Die Agenda ist allerdings selbst in der vom Verfasser mit einem Missbilligungs-Ostinato apodiktisch gescholtenen Eichendorff-Forschung alles andere als neu, denn das interdisziplinäre, geschichtswissenschaftlich-germanistische Terrain wurde bereits durch zeitgenössische Rezensionen und literarhistorische Arbeiten etwa von Frühwald, Pörnbacher, Möbus, Stutzer, Riemen, von Steinsdorff, Hollender, Schiwy, Klausnitzer, Pornschlegel und Regener abgesteckt.

Diese Tatsache dann doch konzedierend (S. 34), beschränkt Nikolas van Essenberg seine Ziele auf eine Ausdifferenzierung und methodische Aktualisierung der in den 80er-Jahren insbesondere von Wolfgang Frühwald vorgezeichneten Wege. Gebahnt finden sich diese Wege in den folgenden Texten Frühwalds: Die Wallfahrt nach Trier. Zur historischen Einordnung einer Streitschrift von Joseph Görres; Der Regierungsrat Joseph von Eichendorff, Nachwort zu Eichendorffs Geschichte der poetischen Literatur Deutschlands; Anfänge der Katholischen Bewegung. Dem Verfasser der vorliegenden Monografie geht es nun um

1) eine Erklärung, „inwiefern Eichendorff sowohl von Denkern der ‚politischen Romantik′ wie der Preußischen Reformära geprägt sein konnte“,

2) das mit dem Dienstverhältnis zwischen dem protestantisch-hegelianischen Oberpräsidenten Theodor von Schön und dem katholischen Regierungsrat Eichendorff gegebene „konfessionspolitische Problemfeld“,

3) die Freilegung der „nationalpolitischen Aspekte innerhalb des Eichendorffschen politischen Denkens und Wirkens“,

4) eine Werkperiodisierung, die diesen Einsichten gerecht wird (S. 40–43).

Dafür erschließt van Essenberg in einem ersten Teil (A.) die „Diskursrahmen der vormärzlichen Romantikkritik“: von den politischen Ambitionen Preußens bei den Projekten des Kölner Dombaus (1842) und der Wiederherstellung der Marienburg (1843), über die schrittweise Zurücknahme der Partizipationsoptionen des gebildeten Beamtentums an national gedachten Reformprojekten und schließlichen Profilierungen im Laufe der Eichendorffschen Dienstjahre, die vielfach und insgesamt enttäuschten Erwartungen an den „Romantiker auf dem Throne“ Wilhelm IV. sowie die Intentionen der Wallfahrt nach Trier und der sogenannten Katholischen Bewegung im Verhältnis zum preußischen Protestantismus und zum Deutschkatholizismus. Berücksichtigt, aber im Literaturverzeichnis nicht eigens aufgeschlüsselt, werden hier Eichendorffs amtliche und historisch-politische Schiften.
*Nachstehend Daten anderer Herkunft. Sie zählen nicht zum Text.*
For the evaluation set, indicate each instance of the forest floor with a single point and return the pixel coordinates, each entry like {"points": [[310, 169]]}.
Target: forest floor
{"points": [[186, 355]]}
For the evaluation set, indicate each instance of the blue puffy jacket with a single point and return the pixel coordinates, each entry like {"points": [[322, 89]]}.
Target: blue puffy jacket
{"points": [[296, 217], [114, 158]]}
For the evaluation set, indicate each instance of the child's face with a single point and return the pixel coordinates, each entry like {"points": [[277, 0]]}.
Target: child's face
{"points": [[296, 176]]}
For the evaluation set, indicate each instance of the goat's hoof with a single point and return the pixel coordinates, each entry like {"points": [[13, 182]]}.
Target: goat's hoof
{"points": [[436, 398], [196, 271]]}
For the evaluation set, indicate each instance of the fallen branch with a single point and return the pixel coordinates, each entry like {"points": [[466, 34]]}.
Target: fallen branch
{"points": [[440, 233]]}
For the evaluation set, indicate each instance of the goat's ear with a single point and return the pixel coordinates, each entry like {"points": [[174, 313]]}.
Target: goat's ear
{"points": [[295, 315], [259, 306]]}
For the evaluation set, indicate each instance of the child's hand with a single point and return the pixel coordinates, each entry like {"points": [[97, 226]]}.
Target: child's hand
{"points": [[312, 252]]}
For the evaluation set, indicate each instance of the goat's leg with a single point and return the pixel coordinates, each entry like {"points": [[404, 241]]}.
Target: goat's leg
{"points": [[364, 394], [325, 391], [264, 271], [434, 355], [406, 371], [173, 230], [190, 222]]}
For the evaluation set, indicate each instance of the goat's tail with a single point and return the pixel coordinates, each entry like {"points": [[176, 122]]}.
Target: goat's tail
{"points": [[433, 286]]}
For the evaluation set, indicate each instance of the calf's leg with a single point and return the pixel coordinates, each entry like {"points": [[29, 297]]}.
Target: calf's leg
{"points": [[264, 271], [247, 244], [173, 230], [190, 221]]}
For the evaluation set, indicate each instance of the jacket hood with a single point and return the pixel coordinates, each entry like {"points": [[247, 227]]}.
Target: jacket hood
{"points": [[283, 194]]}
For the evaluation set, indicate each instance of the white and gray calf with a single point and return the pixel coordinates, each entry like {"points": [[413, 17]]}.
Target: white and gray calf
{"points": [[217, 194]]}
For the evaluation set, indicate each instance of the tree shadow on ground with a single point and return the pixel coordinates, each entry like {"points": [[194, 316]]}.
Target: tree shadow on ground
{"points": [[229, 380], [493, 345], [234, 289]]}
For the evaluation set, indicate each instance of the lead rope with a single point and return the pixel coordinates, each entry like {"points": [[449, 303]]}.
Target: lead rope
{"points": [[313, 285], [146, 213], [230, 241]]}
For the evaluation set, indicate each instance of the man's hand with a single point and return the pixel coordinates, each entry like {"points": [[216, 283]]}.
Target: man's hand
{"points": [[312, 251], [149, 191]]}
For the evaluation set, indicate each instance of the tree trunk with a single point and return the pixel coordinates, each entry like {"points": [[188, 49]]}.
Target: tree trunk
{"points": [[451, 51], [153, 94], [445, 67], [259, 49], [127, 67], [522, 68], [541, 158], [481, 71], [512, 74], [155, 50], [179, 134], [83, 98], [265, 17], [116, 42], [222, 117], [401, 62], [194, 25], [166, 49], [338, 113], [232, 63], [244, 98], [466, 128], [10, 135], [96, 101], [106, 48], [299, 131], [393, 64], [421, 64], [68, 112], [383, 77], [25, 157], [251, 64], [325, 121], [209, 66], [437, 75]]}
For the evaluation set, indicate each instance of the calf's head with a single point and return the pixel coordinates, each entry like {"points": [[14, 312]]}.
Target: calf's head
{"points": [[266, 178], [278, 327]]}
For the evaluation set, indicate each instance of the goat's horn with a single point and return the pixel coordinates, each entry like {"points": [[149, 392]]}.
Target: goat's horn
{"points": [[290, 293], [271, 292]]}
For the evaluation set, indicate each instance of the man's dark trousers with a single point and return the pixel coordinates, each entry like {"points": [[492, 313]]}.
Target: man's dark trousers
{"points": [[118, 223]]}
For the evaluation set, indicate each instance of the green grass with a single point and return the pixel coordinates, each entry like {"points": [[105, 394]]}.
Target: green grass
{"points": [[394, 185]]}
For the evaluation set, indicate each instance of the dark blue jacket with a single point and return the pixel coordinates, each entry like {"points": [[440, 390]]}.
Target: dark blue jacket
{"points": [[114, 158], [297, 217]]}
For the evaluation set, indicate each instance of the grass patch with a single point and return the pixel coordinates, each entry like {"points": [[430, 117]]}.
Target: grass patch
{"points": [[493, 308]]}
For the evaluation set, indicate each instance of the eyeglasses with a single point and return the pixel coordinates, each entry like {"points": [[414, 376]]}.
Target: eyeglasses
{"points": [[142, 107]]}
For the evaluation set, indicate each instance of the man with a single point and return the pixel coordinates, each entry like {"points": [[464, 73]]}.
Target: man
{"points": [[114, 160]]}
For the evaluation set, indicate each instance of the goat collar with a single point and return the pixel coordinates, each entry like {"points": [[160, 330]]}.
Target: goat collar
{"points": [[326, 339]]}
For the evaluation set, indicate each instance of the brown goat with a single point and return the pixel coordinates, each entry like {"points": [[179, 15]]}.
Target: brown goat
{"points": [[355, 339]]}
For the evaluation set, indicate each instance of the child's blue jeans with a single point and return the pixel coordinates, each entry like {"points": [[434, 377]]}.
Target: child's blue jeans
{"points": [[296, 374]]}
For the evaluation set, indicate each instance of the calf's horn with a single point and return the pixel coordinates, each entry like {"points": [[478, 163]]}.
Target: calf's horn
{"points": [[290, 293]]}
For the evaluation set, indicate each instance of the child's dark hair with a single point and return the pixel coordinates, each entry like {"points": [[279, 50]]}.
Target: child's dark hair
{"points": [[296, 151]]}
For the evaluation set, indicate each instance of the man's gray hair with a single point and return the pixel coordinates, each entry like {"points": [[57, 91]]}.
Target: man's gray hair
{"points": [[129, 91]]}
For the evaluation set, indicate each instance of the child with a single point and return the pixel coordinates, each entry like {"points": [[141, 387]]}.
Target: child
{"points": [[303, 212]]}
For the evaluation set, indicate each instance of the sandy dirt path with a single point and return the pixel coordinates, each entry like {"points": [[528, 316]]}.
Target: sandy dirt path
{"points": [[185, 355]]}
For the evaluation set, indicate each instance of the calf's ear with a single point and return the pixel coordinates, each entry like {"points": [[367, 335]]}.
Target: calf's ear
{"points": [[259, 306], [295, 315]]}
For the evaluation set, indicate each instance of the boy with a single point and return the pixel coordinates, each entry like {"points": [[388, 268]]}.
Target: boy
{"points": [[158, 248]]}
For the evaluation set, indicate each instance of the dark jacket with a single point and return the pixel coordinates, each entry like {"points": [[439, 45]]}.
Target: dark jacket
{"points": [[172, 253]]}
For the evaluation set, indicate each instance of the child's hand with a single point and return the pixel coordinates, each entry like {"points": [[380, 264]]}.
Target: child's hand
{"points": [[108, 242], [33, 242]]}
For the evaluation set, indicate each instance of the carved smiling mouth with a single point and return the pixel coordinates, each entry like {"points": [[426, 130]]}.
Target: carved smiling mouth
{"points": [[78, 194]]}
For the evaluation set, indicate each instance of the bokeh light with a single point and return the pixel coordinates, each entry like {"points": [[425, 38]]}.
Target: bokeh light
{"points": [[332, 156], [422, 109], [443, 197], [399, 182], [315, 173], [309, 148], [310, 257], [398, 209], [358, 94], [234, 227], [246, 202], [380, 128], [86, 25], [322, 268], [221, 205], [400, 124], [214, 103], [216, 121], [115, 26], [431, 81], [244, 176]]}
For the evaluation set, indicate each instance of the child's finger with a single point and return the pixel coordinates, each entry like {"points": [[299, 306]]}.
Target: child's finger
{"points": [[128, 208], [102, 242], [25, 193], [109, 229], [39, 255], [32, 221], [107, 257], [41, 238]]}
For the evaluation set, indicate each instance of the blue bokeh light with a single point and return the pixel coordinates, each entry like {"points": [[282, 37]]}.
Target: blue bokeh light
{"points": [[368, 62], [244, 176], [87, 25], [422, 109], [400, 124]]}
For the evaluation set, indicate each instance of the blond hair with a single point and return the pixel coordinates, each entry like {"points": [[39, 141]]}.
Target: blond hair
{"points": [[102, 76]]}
Der zweite Teil der Arbeit (B.) widmet sich dem „Spätwerk“ (1846–1857) und seinen engeren und weiteren Kontexten. Hier werden unter dem Titel „Revolutionsdeutungen“ der Gedichtzyklus 1848 und das Libertas-Märchen, unter dem Titel „Das Ringen um die Identität der deutschen Kulturnation“ die literarhistorischen Schriften und – als „literarisches Gravitationszentrum des Spätwerks“ (S. 518) – die drei Versepen Eichendorffs beleuchtet.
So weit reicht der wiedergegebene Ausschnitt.